Bankers Pressured for Deal Success

On the plus side, Wall Street bankers need the SpaceX IPO to work with so many high-profile IPOs in the pipeline.

The reality is that IPOs are inherently manipulated by limited floats, strong hands, and long lockups. The fewer than 5% of shares outstanding that SpaceX looks to sell is well below most deal floats. Some hot IPOs are so well-managed that gravity only takes hold after the lockup expires. These aspects give SpaceX’s IPO a reasonable chance of success, especially if institutional buyers know they cannot flip the shares on deal day if they want to take part in future allocations for deals in the pipeline.

Ultimately, patience prevailed in taking a position in Facebook. The lock-up occurred six months after the IPO, following a 50% haircut in the share price, and there was no shortage of sellers.
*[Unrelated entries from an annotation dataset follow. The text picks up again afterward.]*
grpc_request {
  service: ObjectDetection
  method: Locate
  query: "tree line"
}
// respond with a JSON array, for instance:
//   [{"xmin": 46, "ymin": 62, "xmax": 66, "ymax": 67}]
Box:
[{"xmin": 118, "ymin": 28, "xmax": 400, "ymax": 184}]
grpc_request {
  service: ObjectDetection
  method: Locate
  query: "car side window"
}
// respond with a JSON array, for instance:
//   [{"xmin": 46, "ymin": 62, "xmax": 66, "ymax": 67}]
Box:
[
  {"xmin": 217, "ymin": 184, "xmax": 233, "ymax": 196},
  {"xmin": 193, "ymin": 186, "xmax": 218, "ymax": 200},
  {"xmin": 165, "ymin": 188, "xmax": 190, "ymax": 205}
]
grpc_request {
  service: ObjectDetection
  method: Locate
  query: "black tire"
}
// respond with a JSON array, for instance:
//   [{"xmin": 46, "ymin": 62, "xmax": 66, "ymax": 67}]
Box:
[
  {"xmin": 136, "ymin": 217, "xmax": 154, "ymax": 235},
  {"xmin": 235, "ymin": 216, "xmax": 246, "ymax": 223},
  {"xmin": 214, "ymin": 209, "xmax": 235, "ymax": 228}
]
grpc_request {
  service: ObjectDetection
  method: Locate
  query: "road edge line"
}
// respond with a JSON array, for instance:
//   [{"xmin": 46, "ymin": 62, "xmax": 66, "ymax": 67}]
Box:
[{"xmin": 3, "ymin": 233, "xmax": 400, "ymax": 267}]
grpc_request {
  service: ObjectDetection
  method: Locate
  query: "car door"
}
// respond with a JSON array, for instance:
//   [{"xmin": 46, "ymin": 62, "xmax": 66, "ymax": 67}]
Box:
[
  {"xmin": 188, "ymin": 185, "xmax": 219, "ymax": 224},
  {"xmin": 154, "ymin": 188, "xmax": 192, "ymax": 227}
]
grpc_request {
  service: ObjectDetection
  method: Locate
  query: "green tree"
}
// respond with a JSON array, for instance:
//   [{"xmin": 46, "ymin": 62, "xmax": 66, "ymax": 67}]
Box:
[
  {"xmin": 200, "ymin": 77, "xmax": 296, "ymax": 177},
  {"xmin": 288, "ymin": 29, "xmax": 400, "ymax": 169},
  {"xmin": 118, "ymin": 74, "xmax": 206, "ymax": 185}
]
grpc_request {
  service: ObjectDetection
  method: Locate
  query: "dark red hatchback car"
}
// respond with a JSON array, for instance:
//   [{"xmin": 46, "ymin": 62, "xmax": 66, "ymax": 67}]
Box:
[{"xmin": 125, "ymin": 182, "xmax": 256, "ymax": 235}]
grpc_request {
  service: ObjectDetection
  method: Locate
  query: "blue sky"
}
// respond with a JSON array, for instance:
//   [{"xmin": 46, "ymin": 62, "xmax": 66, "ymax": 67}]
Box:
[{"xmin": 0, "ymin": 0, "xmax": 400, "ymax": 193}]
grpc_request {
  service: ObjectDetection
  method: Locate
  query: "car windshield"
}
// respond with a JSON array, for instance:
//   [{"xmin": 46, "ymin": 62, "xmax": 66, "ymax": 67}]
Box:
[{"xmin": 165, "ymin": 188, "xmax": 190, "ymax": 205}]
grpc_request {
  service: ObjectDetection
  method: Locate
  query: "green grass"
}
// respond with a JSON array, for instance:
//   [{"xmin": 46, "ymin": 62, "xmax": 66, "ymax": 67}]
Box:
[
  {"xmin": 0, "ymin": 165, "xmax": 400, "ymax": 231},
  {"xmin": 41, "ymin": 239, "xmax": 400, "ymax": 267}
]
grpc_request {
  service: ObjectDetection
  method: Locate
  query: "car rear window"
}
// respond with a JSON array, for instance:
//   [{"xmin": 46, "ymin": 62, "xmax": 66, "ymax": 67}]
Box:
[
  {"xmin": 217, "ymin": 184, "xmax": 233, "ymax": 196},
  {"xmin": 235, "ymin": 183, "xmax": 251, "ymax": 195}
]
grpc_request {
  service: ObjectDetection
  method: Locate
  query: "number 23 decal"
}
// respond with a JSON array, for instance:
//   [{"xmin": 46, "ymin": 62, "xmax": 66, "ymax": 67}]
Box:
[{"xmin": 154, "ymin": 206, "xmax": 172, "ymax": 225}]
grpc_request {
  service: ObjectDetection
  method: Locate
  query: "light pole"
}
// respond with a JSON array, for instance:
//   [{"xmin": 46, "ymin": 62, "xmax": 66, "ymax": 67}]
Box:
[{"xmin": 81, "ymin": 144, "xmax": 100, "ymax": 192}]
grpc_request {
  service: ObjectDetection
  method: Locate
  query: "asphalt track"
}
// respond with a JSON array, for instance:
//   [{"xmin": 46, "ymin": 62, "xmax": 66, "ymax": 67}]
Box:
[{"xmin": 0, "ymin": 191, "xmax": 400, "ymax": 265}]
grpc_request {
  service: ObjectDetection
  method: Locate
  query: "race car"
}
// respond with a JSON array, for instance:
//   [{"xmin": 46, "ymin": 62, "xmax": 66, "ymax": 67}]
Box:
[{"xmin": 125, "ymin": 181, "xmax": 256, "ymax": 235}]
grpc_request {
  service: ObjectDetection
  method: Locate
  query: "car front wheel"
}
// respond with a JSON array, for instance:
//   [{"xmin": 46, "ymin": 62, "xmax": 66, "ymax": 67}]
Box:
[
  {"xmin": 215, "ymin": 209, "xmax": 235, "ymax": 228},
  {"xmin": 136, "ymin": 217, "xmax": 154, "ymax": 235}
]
Infamously, Peter Thiel sold 20 million shares, about 80% of his holdings, immediately upon the lockup expiration — still booking extraordinary gains.

Caveat Emptor

Early investors in Facebook relied on the belief that Mark Zuckerberg would figure out how to monetize and grow the enormous user base. Similarly, SpaceX buyers must rely on Elon Musk’s ingenuity.

With so much success already baked into SpaceX shares, the dreams must be vast. While investors’ heads are in the clouds, some grounding related to key-man risk, competition, valuation, and Musk’s notoriously delayed timelines ought to be considered. Notably, Jeff Bezos believes data centers in space will take far longer than Musk’s timeline.

Wall Street bankers will pull out all the stops to help the SpaceX IPO succeed. However, the problem with all the IPO manipulation is that it will only serve to overvalue the shares even more.

An ongoing effort to have SpaceX included in well-known indexes can help the shares. Reportedly, Dow Jones is considering a way to include mega-cap companies in the S&P 500 sooner after an IPO than current rules would dictate.

Perhaps all these overvalued shares can be dumped onto index investors earlier down the road than expected, so there may be a greater fool to mop up after all. Still, Wall Street players ought not forget that even the hottest IPOs can fizzle quickly.

At the time of publication, Ginesin had no positions in any securities mentioned.